Re: [R-SIG-Finance] sufficient n for a binomial option pricing model

2012-09-06 Thread Smith, Dale
One way to terminate is to look at the consecutive differences between
the averages and terminate if the difference is less than your
tolerance. However, you should guard against the case where the
consecutive differences are never less than the tolerance. In this case,
just put in a maximum number of steps n and log the last average, the
number of steps, and a message. This allows the user to determine
whether they want to accept or reject the result.

Thanks,
Dale Smith, Ph.D.
Senior Financial Quantitative Analyst
Risk & Compliance
Fiserv.
107 Technology Park
Norcross, GA 30092
Office: 678-375-5315
Mail: dale.sm...@fiserv.com
www.fiserv.com

-Original Message-
From: r-sig-finance-boun...@r-project.org
[mailto:r-sig-finance-boun...@r-project.org] On Behalf Of J Toll
Sent: Thursday, September 06, 2012 10:25 AM
To: r-sig-finance@r-project.org
Subject: [R-SIG-Finance] sufficient n for a binomial option pricing
model

Hi,

I have a question regarding the selection of n, the number of time
steps, in a binomial option pricing model.  I suppose my question is not
strictly related to R.  As larger values should be more accurate, what
I've read on the subject simply suggests that you use a sufficiently
large value for your purposes.  So I've been trying to evaluate what is
a sufficiently large value of n for my purposes.  Is there any rule of
thumb regarding the value of n?

When using the fOptions package CRRBinomialTreeOption function, with
varying n, the price oscillates back and forth converging on a price.
This can be clearly seen through plotting.

require(fOptions)

x <- function(n) {

  CRRBinomialTreeOption(TypeFlag = "ca",
S = 50,
X = 50,
Time = 1/12,
r = 0.02,
b = 0.02,
sigma = 0.18,
n = n)@price
}

y <- sapply(1:100, x)   # mean(y) == 1.079693
plot(y)

Given this oscillation, my question is whether it would be "better" to
compute two prices using two smaller, consecutive values of n rather
than one large value?  Or is there some other better way?
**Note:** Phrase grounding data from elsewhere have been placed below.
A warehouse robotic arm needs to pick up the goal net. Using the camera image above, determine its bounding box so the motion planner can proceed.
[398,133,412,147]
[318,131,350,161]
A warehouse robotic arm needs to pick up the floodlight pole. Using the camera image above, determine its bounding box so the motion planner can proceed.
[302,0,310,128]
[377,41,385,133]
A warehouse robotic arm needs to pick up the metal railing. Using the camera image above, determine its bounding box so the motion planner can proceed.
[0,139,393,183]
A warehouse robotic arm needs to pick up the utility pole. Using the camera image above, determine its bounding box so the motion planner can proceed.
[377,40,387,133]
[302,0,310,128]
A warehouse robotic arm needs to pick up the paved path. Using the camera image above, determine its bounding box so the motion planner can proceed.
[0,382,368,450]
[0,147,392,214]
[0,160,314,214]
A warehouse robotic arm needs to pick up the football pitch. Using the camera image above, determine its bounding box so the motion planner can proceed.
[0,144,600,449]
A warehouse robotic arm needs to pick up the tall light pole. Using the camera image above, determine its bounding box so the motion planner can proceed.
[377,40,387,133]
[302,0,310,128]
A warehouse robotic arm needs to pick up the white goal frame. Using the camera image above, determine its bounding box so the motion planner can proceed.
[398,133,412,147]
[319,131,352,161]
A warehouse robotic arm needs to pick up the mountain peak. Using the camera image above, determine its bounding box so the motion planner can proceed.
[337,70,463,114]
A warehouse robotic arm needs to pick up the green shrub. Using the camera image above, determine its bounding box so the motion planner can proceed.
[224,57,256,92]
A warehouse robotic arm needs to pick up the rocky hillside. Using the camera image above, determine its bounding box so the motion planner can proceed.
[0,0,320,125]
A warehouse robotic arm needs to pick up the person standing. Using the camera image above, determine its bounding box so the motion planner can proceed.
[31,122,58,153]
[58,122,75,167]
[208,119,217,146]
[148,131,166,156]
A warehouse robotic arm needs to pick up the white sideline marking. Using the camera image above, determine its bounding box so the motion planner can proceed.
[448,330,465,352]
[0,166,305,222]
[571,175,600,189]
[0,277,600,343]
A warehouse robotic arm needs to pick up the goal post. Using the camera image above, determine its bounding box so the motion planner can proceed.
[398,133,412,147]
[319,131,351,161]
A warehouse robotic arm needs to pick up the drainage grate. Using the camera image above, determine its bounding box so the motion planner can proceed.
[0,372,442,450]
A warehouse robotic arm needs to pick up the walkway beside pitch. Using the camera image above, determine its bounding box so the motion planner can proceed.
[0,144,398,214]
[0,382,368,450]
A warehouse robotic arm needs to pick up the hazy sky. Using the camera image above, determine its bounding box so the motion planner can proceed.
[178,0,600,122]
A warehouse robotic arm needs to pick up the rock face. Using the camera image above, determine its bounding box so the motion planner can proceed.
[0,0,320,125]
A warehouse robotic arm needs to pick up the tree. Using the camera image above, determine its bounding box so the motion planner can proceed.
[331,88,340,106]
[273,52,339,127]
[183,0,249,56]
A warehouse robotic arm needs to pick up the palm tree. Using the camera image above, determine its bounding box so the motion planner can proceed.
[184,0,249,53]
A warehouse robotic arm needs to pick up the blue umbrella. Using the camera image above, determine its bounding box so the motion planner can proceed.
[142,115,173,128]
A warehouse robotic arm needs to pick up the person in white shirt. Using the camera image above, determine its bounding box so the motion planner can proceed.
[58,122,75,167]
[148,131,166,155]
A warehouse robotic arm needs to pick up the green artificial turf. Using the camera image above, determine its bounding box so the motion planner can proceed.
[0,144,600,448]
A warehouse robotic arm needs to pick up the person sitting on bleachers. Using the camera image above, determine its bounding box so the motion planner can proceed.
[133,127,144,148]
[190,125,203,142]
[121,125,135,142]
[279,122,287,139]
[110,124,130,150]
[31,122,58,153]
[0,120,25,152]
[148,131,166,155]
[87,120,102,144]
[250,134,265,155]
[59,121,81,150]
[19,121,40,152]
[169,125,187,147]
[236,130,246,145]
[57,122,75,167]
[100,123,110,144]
For example, using n =1000 or 1001, the option prices are within 5
hundredths of a cent, but the calculation is extremely slow for either.

x(1000)# 1.077408
x(1001)# 1.077926

mean(sapply(1000:1001, x))  # 1.077667

Comparatively, taking the mean of n= 40 and 41 yields a value very close
to the middle of the range, yet is much faster.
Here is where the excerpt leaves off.